The intelligence-led operations across six garda divisions were co-ordinated by the Operation Quest team at the Garda National Protection Services Bureau (GNPSB) in liaison with local Detective Units.
The 36 people were stopped and spoken to on “suspicion of having purchased sexual services from an individual involved in prostitution”.
In a statement, gardaí said: “A number of files will now be prepared for forwarding to the Director of Public Prosecutions, with a view to establishing if any criminal prosecution should be initiated, arising from the days of action.
“This operation reinforces An Garda Síochána’s commitment to target the demand for prostitution and to protect vulnerable persons, including victims of human trafficking involved in prostitution.”

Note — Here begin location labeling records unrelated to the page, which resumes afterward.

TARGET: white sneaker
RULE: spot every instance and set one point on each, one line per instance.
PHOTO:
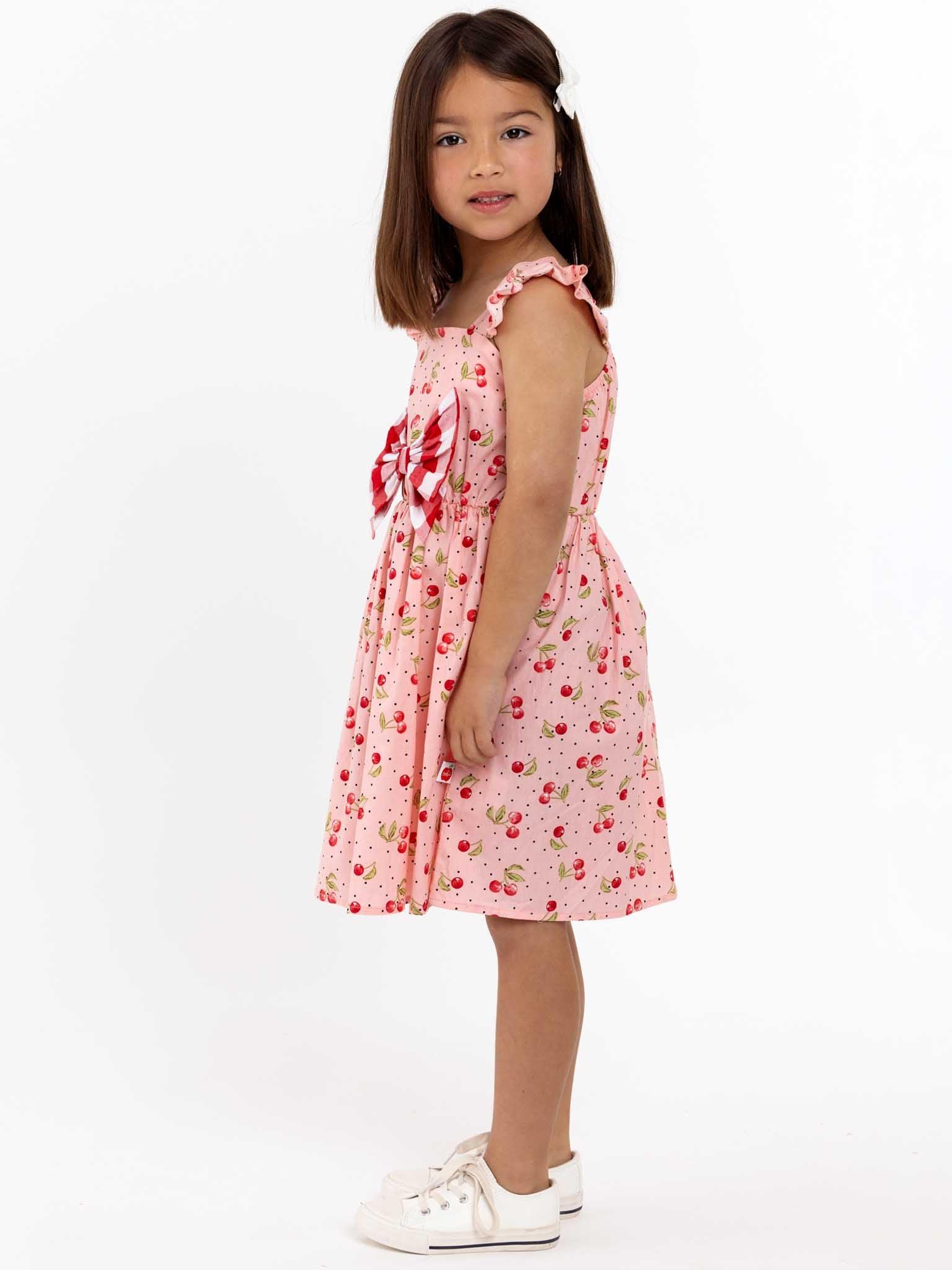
(464, 1209)
(566, 1176)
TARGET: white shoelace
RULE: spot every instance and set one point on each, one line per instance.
(474, 1168)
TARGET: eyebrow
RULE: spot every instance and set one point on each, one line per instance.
(508, 115)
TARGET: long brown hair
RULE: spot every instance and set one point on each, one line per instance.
(418, 255)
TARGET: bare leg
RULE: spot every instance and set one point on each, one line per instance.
(537, 1033)
(560, 1150)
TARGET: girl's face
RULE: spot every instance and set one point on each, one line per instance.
(491, 135)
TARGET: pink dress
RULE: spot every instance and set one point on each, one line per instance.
(568, 821)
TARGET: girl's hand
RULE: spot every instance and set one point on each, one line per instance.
(472, 710)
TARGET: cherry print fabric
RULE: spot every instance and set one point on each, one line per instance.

However, a group representing sex workers in Ireland said the number of people questioned in the three-day operation was much smaller than the number of sex workers prosecuted for so-called brothel-keeping offences.
The Sex Workers Alliance Ireland (SWAI) said the offence of brothel-keeping, which was strengthened in the Criminal Law (Sexual Offences) Act 2017 which outlawed the purchase of sex in Ireland, criminalises sex workers who work together.
The group has called for the decriminalisation of both the purchase and sale of sex in order to protect sex workers’ safety.
In a statement, SWAI said: “Of these 36 men we don’t know how many, if any, will be prosecuted. All the while, there has been a 92 per cent increase in violent crime against sex workers since the 2017 laws came in. This is where Garda resources should be directed.”
The group added: “Studies have shown that where any aspect of sex work is criminalised it means increased violence and adverse health conditions for the worker. The 2017 law does nothing to address the precarity and lack of security that can lead to human trafficking.
“One of the big reasons we need full decriminalisation in Ireland is to improve relations with gardaí, so that those on the ground – sex workers and clients alike – can easily report exploitation, abuse, and trafficking without repercussion.”